49er Sailors Olympic Dream Ends In Miami Regatta

49er Sailors Chris Brockbank, left and Alec Anderson

49er Sailors Chris Brockbank, left and Alec Anderson

By Dean “The Sportsman” Greenaway

“Obviously, a little sour and bummed that we won’t be going to Rio, which was the No.1 goal and we weren’t able to achieve it,” said a disappointed Alec Anderson who forms the duo with Chris Brockbank as 49er sailors.

They were trying to get BVI sailing back in the Olympic Games this summer in Rio for first time since Robbie Hirst in Atlanta, 1996. Their dream ended on Friday afternoon during the Miami Olympic Classes Regatta.

“I really couldn’t be happier about where we are going forward and where we’re starting our 2020 campaign,” Anderson stated. “It was the first time sailing in Gold Fleet—at this time what we needed to do—unfortunately, again, it wasn’t enough. But to finally getting into the Gold Fleet when it was going to count was pretty exciting.”

They made Gold Fleet for the first time and had a ninth place finish in Friday’s first race, beating the Americans then had a bad third race that sealed their fate, despite finishing sixth in the final race. They ended up fourth behind three American teams but the second country ahead of the Canadians.

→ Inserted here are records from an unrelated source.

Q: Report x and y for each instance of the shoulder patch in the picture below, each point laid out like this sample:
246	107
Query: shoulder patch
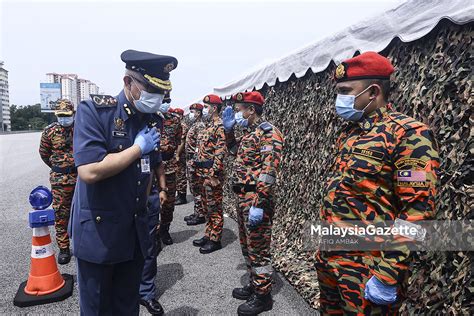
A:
405	121
103	101
52	125
266	127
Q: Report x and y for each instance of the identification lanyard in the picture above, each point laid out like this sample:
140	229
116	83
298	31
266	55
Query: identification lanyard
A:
145	164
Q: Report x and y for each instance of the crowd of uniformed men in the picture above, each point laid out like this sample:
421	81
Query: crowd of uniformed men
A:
133	155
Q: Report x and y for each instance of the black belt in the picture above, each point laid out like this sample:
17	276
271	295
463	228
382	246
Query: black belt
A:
65	170
167	156
204	164
244	188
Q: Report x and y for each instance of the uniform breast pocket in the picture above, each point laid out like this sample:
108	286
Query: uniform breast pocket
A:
119	144
364	165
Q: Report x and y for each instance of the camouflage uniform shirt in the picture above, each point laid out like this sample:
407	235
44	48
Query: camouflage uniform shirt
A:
369	180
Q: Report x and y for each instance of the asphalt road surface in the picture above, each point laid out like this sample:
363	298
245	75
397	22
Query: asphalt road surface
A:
188	282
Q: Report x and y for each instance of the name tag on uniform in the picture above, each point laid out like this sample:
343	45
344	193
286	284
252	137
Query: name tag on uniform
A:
145	164
119	134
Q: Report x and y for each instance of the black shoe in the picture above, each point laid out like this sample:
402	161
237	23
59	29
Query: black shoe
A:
200	242
189	217
165	234
181	199
64	256
243	293
256	304
153	306
196	221
210	246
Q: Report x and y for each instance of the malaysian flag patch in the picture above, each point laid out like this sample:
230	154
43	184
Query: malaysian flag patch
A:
411	178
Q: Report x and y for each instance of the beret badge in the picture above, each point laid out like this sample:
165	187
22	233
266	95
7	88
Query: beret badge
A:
340	71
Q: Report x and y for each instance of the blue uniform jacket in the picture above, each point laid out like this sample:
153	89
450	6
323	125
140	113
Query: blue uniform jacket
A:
108	216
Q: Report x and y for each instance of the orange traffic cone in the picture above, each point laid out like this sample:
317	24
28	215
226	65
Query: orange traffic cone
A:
44	274
45	284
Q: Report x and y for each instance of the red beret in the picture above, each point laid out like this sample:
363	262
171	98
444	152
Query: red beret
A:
368	65
212	99
196	106
249	97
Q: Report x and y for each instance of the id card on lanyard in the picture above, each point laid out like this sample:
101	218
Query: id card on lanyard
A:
145	164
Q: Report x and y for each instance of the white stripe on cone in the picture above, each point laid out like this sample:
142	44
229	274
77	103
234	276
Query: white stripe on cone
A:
41	231
41	252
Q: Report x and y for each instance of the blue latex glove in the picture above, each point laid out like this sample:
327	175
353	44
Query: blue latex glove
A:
255	216
379	293
228	118
148	139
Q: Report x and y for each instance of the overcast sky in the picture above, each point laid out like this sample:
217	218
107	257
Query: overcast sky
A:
215	42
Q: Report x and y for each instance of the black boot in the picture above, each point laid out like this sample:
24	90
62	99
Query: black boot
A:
180	199
165	234
64	256
200	242
153	306
256	304
243	293
189	217
210	246
197	220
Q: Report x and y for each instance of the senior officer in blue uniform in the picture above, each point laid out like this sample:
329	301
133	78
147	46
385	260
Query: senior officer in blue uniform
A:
116	149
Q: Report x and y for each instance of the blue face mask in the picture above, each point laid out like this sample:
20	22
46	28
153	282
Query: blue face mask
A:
239	119
345	106
66	121
164	107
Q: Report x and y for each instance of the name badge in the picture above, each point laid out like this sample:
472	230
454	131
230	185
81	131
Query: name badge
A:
119	134
145	164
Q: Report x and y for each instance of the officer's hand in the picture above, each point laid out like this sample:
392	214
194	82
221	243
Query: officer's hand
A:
379	293
163	197
147	139
228	118
255	216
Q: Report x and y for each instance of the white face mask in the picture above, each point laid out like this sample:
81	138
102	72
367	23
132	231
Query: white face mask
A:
66	121
240	120
165	107
148	102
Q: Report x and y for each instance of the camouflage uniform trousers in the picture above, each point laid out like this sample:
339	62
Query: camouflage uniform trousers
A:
255	244
62	188
181	181
212	203
195	186
167	209
342	282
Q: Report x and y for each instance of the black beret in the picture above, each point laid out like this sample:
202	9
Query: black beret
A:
155	69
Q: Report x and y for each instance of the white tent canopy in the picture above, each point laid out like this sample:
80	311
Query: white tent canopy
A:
409	21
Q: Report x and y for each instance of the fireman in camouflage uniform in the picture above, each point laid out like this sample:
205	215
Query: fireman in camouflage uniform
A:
56	151
181	181
198	217
258	155
386	169
209	167
170	139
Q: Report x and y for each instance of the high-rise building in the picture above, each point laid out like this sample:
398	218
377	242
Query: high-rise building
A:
72	87
5	120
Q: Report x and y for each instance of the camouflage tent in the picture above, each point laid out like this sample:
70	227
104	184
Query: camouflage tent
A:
430	44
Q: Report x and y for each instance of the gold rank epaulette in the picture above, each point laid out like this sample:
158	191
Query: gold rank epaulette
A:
407	122
104	101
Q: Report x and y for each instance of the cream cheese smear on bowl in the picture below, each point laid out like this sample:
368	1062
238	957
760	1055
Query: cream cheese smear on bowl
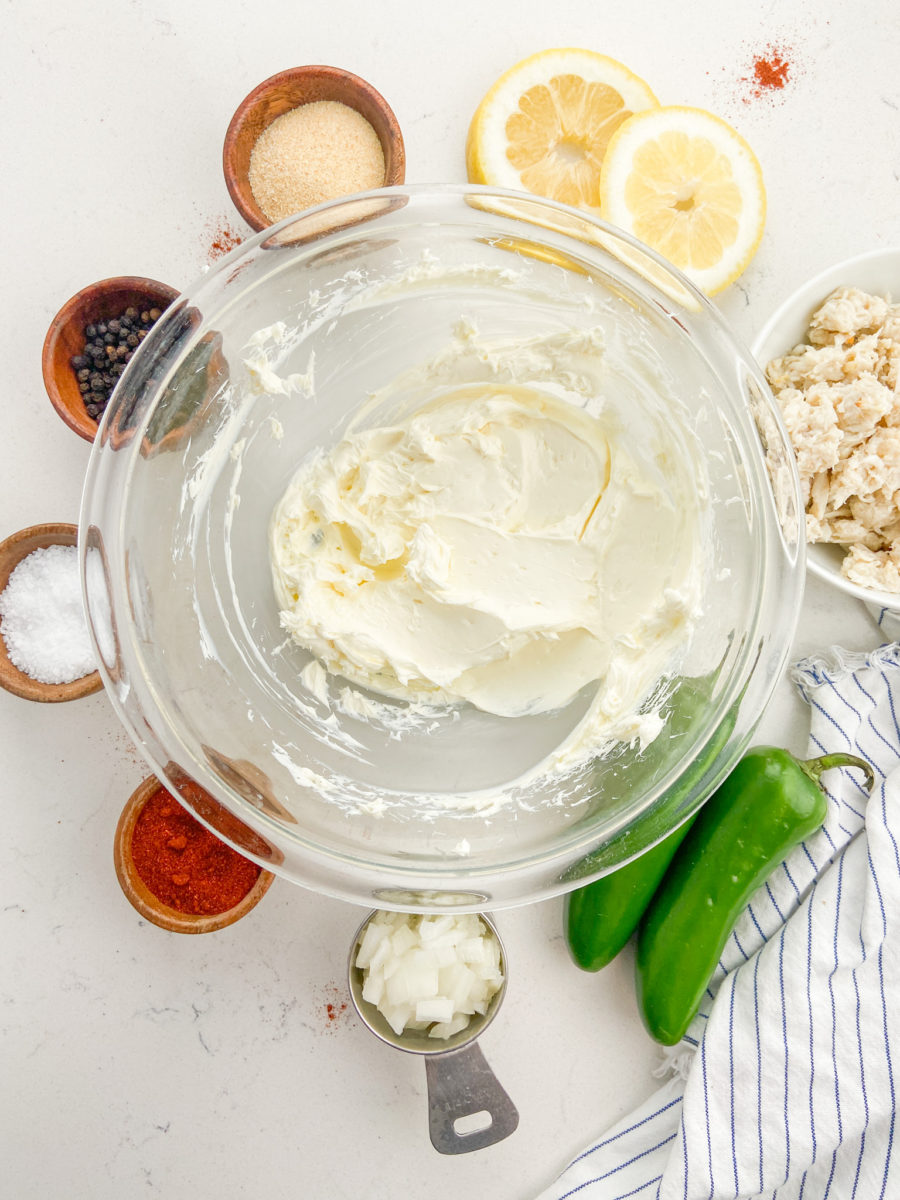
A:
505	543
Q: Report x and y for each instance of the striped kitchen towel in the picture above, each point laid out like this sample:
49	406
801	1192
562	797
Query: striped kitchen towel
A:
789	1092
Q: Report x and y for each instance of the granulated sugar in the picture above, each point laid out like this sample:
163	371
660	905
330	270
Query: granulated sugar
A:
312	154
42	619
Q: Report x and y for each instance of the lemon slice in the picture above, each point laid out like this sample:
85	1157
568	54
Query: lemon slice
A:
545	125
688	185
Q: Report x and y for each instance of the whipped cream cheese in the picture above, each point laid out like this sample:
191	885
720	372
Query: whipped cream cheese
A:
503	544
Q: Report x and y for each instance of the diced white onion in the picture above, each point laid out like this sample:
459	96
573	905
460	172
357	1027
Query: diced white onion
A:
429	972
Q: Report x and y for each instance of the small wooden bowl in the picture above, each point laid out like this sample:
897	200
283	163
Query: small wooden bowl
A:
65	339
143	899
291	89
16	547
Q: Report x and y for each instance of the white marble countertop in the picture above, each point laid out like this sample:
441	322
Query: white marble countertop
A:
137	1062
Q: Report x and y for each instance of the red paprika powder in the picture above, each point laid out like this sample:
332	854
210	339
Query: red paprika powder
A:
183	863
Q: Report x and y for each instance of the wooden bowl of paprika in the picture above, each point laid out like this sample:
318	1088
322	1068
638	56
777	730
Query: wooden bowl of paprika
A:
175	873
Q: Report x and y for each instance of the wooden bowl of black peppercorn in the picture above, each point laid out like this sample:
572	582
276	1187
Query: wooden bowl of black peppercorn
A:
90	342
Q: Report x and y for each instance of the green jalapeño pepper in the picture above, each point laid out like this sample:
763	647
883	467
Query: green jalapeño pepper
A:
600	917
766	807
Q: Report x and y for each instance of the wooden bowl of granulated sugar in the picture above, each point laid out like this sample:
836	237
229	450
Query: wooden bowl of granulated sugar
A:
43	640
307	136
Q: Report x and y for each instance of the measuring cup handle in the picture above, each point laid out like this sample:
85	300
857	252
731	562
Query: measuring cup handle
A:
461	1085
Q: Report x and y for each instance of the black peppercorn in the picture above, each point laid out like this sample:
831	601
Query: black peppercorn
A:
108	347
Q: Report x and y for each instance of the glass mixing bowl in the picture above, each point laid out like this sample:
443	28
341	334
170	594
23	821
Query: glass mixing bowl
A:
209	424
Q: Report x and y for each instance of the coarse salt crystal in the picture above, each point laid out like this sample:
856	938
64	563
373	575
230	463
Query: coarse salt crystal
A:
42	618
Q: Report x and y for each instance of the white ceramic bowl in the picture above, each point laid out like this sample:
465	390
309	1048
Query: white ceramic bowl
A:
877	271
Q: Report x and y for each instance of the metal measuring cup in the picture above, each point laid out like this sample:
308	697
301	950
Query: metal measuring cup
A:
461	1085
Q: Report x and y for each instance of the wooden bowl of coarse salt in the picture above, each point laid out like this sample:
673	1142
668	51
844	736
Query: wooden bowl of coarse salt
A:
306	136
45	648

Anderson said except for some equipment failure on Friday, they had some really good moments sailing against the top 49er sailors in the world and actually competing under pressure. He said he’s very happy with how things closed out being on the heels of the Americans.

“Something we have been good at and will be good at is performing under pressure,” noted Anderson. “We’re both fairly laid back, but serious and professional as and when we need to be and we don’t let any pressure affect us because it really doesn’t do anything but hurt our chances. I think we both went into this confident and relaxed knowing that’s how we had to go about the whole thing.”

He added that having a chance to compete in Gold Fleet, they realize it’s not that much harder and different as in the Silver Fleet. “But, obviously, gives you a chance to get a better result, I think it’s perfect timing for us going forward because we now have the confidence to know we can be in the Gold Fleet in upcoming events and compete,” he said.  “We ended the competition stronger but did a good job of setting ourselves back early on. In races, I think we have to start with a lower average and a little more conservatively and consistently. And, we know when the pressure is on and have to perform we’re capable. If we do that well, we’ll get into the Gold Fleet in any upcoming event and compete.”

Coach Chris Watters said they have made great strides that teams haven’t made over 4-5 years and they faced two and three time Olympians.

“The average age is around 27, 28 years old and these guys are young,” he noted. “They’ve come a long way and to make it to Gold Fleet at a World Cup and make a run towards Olympic qualifying was a huge deal within itself. So they’ve progressed very well—and fast.”